Magnetic encoders are quite good at resolving the angle at which a given control is positioned. This will be needed for the VOR, ADF and Magnetic Compass instruments. They are quite cheap. An encoder with a magnet can be had for about $6 USD. chips using SPI or I2C are available.

Two bytes of data are needed to handle the 12 bits of resolution these encoders provide. Calibration is the sticky point. The outputs are definitely non-linear. Some chips have the capability of handling non-linearity internally, but programmers for the devices are expensive. We're going with a cheaper alternative. Don't bother to program the chip, just let it do its thing and we'll handle the calibration in our software with lookup tables. Additional processing of the read values may be needed to eliminate vibration induced jitter.

We'll need some kind of air coil to drive various instrument's meter movements such as the airspeed indicator, attitude indicator, fuel guages, VOR needles etc. These can either be hand made or manufactured units (manufacatured units are about $16-20 USD in the quantities we'll need, or as low as $6 for a large group purchase.) While making these by hand sounds intimidating, It may not be that difficult to do. Hand built is certainly cheap. There are chips using spi or I2c interfaces that can drive an air coil directly. As with Magnetic Encoders, calibration will be needed and we'll handle that in similar software.

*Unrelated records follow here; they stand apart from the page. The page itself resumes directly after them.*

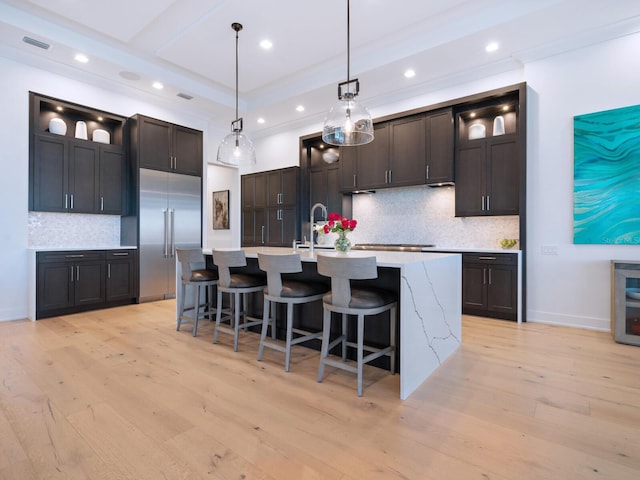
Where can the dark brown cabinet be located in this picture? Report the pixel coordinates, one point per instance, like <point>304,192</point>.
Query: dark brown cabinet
<point>160,145</point>
<point>121,275</point>
<point>270,214</point>
<point>400,153</point>
<point>74,175</point>
<point>487,165</point>
<point>490,285</point>
<point>75,281</point>
<point>440,147</point>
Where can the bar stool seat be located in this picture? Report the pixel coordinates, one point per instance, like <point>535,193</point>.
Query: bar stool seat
<point>238,286</point>
<point>195,273</point>
<point>289,292</point>
<point>361,302</point>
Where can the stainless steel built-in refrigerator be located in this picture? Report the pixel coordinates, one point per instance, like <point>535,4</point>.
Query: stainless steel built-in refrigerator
<point>170,218</point>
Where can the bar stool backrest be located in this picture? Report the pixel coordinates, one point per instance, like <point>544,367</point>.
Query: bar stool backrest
<point>342,270</point>
<point>275,265</point>
<point>190,259</point>
<point>225,259</point>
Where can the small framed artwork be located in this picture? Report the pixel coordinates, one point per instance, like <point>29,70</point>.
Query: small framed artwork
<point>221,210</point>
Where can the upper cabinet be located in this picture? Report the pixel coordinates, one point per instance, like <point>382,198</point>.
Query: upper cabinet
<point>77,161</point>
<point>439,147</point>
<point>160,145</point>
<point>413,150</point>
<point>488,157</point>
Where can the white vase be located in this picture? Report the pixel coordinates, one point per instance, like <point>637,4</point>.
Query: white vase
<point>81,130</point>
<point>498,126</point>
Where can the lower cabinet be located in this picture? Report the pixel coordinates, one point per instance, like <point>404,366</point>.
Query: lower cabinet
<point>490,285</point>
<point>75,281</point>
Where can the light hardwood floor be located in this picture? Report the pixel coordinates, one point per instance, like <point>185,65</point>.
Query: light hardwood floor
<point>119,394</point>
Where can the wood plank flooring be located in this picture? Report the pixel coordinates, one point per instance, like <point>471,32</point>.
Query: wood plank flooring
<point>119,394</point>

From a software perspective, we'll need programming for:

  1. A client handling communications between a Raspberry Pi and our Simulation Software
  2. Managing communication between the raspberry pi and lower level interfaces
  3. Interpreting various types of simulator properties
  4. Handling raw data for
    1. A/D conversion of slider and rotary potentiometers
    2. Single and multi position switch data
    3. Data from rotary encoders
    4. Data going to numeric displays
    5. Rotational position sensing for certain instruments and controls
    6. Rotation of an air coil for any meter like movements.